As we saw in the previous part, renaming or moving resources implies accessing the Terraform state. The state can easily be locked, as we already saw, however if someone else runs Terraform with an outdated version of your code they will destroy your changes or see a very complicated plan not related to their changes. It is thus essential to keep your Terraform code in a version control system (git most probably) and follow coding practices with an upstream master branch.

What happens now when someone is moving resources around in your code and issuing an non-idempotent command (such as the state mv or state rm commands explained previously) in its own branch? You will have no guarantee that another team member is not planning some changes on the same resources.

To handle this issue we thought about the similarity of handling database schema migration in code.

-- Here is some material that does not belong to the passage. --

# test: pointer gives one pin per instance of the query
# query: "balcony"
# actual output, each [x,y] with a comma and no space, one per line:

Hence, every pull requests on our configuration code which needs manual changes on the remote state should now come with a migration to update the state. Please note that the Terraform apply command will naturally update the state automatically for us when creating resources (or modifying existing resources) without the need for migrations. However migrations will be needed when refactoring our code base (basically each time you need to run a state  mv or state rm or import subcommands)

Migration in practice

At Fretlink we love typed languages, test suites and clean code but we also have a thing for bash (mainly in our so called devoops team).
So we decided to write a small wrapper to deal with migration.

Storing migration version

We added to our root folder (where we imported all our resources at the beginning) a one line text file with the version inside called version. And to add it to terraform state we added a version.tf with the following content:

data "local_file" "version" {
  filename = "${path.module}/version"
}

Storing migration logic

We just store migrations in a folder migrations/{version}. Each migration is made of two files up.sh and down.sh.

Each migration script contains a set of terraform import or terraform state mv|rm calls.

Running migrations

We have a simple wrapper script written in bash migrations/migrate.sh which:

  • reads the version known from the Terraform state (with a simple terraform state show "local_file.version" command)
  • reads the local file version (basically cat version)
  • then executes migration steps (up or down migrations) depending on the result of comparing the two version numbers read before.
  • if everything went well it will refresh the Terraform state with the latest version

E.g.

  • if the Terraform state version contains number 003 and our local version file contains number 005, the migration script will execute migrations/004/up.sh and migrations/005/up.sh scripts and update the Terraform state version to 005.
  • if the Terraform state version contains number 006 and our local version file contains number 005, the migration script will execute migrations/006/down.sh script and update the Terraform state version to 005.

Finally our repository structure for those migrations looks like the following:

…
├── migrations
│   ├── 001
│   │   ├── down.sh
│   │   └── up.sh
│   ├── 002
│   │   ├── down.sh
│   │   └── up.sh
│   ├── 003
│   │   ├── down.sh
│   │   └── up.sh
│   ├── 004
│   │   ├── down.sh
│   │   └── up.sh
│   ├── 005
│   │   ├── down.sh
│   │   └── up.sh
│   ├── 006
│   │   ├── down.sh
│   │   └── up.sh
│   └── migrate.sh
├── version
└── version.tf

Conclusion

With a bit of tooling (simple enough to be done in bash) we managed to get control over our infrastructure resources and make them evolve without outage as a team. Very few of the things we imported in the beginning are still there which means we did quite some job to earn our devoops medal.

It's not a state of the art infrastructure with every trick and best practices that Terraform has to offer, as some of us may have seen in conferences, but we are confident to make changes to it. We have some continuous integration tests checking our code validity automatically on every change, we have an auditable trace of every infrastructure change through our code, developers (non devoops friendly) are not afraid to write PRs for changes themselves (we did not mention it but this is a huge bonus) and it almost never failed us.

If you are doubting on how to handle your infrastructure resources and getting worried of your continuously growing needs. If you are tired of logging in to your cloud provider's web console. If you want visibility on your infrastructure through versioned and auditable code then go try out Terraform. Really just go and try it out, start with a local state file, start importing a few of your existing resources and start issuing your first terraform plan commands to see the result. It's non destructive and will do no harm, see it as a “dry-run” of your potential infrastructure changes. We are sure you will enjoy the ride!

Have fun, stay free and stay kind.